Si buta tersipu menjawab, “Tidak apa-apa, maafkan saya juga atas kata-kata kasar saya.”
Dengan tulus, si penabrak membantu menyalakan kembali pelita yang dibawa si buta. Mereka pun melanjutkan perjalanan masing-masing.
Dalam perjalanan selanjutnya, ada lagi pejalan yang menabrak orang buta kita.
Kali ini, si buta lebih berhati-hati, dia bertanya dengan santun, “Maaf, apakah pelita saya padam?”
Penabraknya menjawab, “Lho, saya justru mau menanyakan hal yang sama.”
Senyap sejenak.
secara berbarengan mereka bertanya, “Apakah Anda orang buta?”
Secara serempak pun mereka menjawab, “Iya.,” sembari meledak dalam tawa.
Mereka pun berupaya saling membantu menemukan kembali pelita mereka yang berjatuhan sehabis bertabrakan.
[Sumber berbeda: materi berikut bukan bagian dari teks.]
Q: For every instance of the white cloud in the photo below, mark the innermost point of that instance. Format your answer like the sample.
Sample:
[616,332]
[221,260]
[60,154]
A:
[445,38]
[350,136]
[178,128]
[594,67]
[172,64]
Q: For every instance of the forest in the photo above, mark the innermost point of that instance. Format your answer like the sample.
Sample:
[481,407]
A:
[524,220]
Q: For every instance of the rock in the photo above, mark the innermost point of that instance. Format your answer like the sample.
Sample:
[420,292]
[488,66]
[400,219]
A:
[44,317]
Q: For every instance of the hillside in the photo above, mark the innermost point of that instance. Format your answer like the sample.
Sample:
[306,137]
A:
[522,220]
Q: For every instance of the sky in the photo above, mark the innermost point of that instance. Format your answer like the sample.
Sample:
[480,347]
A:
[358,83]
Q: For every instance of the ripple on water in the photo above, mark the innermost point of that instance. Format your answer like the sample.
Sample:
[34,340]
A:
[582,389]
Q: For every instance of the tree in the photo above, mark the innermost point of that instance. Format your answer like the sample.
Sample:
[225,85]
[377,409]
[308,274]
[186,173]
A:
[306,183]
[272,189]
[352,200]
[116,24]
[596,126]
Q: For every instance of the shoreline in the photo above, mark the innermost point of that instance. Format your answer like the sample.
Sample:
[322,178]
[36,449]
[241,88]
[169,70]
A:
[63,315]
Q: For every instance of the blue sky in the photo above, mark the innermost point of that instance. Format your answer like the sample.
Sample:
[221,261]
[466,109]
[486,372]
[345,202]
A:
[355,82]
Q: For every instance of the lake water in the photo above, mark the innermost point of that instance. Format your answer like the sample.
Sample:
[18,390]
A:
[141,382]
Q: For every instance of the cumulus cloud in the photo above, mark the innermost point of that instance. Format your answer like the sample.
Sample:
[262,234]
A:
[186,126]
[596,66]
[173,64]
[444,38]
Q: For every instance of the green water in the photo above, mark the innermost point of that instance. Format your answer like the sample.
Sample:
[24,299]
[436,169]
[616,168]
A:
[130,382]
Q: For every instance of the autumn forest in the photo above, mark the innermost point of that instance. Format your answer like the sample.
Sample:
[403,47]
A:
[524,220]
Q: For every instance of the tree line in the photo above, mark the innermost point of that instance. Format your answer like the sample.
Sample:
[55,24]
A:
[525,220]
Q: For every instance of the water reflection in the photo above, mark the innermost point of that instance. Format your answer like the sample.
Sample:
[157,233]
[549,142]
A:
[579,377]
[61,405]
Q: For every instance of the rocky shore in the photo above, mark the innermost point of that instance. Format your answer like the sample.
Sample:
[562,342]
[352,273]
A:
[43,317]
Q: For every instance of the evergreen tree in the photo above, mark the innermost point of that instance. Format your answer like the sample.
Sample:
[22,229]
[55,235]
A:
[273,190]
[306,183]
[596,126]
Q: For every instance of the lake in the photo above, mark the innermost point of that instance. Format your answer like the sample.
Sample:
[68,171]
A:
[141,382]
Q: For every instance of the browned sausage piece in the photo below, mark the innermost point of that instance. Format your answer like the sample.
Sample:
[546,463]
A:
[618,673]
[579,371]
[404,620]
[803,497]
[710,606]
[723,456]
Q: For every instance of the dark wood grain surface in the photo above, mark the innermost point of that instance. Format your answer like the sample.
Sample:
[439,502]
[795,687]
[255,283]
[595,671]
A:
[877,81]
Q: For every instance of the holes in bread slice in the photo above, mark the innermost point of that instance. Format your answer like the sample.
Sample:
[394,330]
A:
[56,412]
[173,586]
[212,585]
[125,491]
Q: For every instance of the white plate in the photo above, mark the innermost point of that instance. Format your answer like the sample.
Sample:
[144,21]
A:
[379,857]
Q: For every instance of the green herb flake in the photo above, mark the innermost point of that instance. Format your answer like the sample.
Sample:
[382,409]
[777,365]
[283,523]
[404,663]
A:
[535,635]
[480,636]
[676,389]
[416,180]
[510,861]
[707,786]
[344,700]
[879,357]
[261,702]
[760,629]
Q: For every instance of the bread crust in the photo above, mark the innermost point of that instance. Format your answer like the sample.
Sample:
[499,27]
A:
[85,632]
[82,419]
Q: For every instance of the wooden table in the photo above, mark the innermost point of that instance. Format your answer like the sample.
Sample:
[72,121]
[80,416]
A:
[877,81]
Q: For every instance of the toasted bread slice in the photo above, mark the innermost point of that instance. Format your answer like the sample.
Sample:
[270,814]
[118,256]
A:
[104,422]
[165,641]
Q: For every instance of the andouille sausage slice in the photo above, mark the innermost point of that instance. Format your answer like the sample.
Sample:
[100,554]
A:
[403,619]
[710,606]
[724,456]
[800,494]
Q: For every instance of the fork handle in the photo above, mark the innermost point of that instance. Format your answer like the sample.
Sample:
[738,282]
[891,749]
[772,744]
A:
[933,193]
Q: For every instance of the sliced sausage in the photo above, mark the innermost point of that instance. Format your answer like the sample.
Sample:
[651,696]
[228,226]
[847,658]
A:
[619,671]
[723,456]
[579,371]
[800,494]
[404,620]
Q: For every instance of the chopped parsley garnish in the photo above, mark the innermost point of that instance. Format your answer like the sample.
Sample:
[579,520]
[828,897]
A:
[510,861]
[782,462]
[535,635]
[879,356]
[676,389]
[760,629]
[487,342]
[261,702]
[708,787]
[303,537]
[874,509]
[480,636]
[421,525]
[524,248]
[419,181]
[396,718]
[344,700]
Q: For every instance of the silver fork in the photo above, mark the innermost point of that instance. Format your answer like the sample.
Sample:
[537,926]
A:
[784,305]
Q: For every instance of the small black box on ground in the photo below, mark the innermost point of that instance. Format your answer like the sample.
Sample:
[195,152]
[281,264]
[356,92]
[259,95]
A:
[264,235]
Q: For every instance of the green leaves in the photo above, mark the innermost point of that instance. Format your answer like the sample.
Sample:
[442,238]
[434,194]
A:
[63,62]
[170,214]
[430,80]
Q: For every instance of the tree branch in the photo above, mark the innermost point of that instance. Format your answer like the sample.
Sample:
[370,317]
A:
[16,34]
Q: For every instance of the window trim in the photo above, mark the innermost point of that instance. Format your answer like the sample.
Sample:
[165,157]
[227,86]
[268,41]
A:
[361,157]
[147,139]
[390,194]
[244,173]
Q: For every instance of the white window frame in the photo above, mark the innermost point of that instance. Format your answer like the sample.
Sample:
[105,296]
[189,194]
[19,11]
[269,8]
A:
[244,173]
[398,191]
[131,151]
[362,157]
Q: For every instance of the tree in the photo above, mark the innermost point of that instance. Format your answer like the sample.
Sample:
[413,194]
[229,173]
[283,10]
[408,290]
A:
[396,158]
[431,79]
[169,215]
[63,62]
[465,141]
Pada waktu itu juga, seseorang lewat. Dalam keremangan malam, nyaris saja ia menubruk kedua orang yang sedang mencari-cari pelita tersebut. Ia pun berlalu, tanpa mengetahui bahwa mereka adalah orang buta.
Timbul pikiran dalam benak orang ini, “Rasanya saya perlu membawa pelita juga, jadi saya bisa melihat jalan dengan lebih baik, orang lain juga bisa ikut melihat jalan mereka.”
Pelita melambangkan terang kebijaksanaan. Membawa pelita berarti menjalankan kebijaksanaan dalam hidup. Pelita, sama halnya dengan kebijaksanaan, melindungi kita dan pihak lain dari berbagai aral rintangan (tabrakan!).
Si buta pertama mewakili mereka yang terselubungi kegelapan batin, keangkuhan, kebebalan, ego, dan kemarahan. Selalu menunjuk ke arah orang lain, tidak sadar bahwa lebih banyak jarinya yang menunjuk ke arah dirinya sendiri. Dalam perjalanan “pulang”, ia belajar menjadi bijak melalui peristiwa demi peristiwa yang dialaminya. Ia menjadi lebih rendah hati karena menyadari kebutaannya dan dengan adanya belas kasih dari pihak lain. Ia juga belajar menjadi pemaaf.
Penabrak pertama mewakili orang-orang pada umumnya, yang kurang kesadaran, yang kurang peduli. Kadang, mereka memilih untuk “membuta” walaupun mereka bisa melihat.
Penabrak kedua mewakili mereka yang seolah bertentangan dengan kita, yang sebetulnya menunjukkan kekeliruan kita, sengaja atau tidak sengaja. Mereka bisa menjadi guru-guru terbaik kita. Tak seorang pun yang mau jadi buta, sudah selayaknya kita saling memaklumi dan saling membantu.
Orang buta kedua mewakili mereka yang sama-sama gelap batin dengan kita. Betapa sulitnya menyalakan pelita kalau kita bahkan tidak bisa melihat pelitanya. Orang buta sulit menuntun orang buta lainnya. Itulah pentingnya untuk terus belajar agar kita menjadi makin melek, semakin bijaksana.
Orang terakhir yang lewat mewakili mereka yang cukup sadar akan pentingnya memiliki pelita kebijaksanaan.
Sudahkah kita sulut pelita dalam diri kita masing-masing? Jika sudah, apakah nyalanya masih terang, atau bahkan nyaris padam? JADILAH PELITA, bagi diri kita sendiri dan sekitar kita.
Sebuah pepatah berusia 25 abad mengatakan: Sejuta pelita dapat dinyalakan dari sebuah pelita, dan nyala pelita pertama tidak akan meredup. Pelita kebijaksanaan pun, tak kan pernah habis terbagi.
Bila mata tanpa penghalang, hasilnya adalah penglihatan. Jika telinga tanpa penghalang, hasilnya adalah pendengaran. Hidung yang tanpa penghalang membuahkan penciuman. Fikiran yang tanpa penghalang hasilnya adalah kebijaksanaan.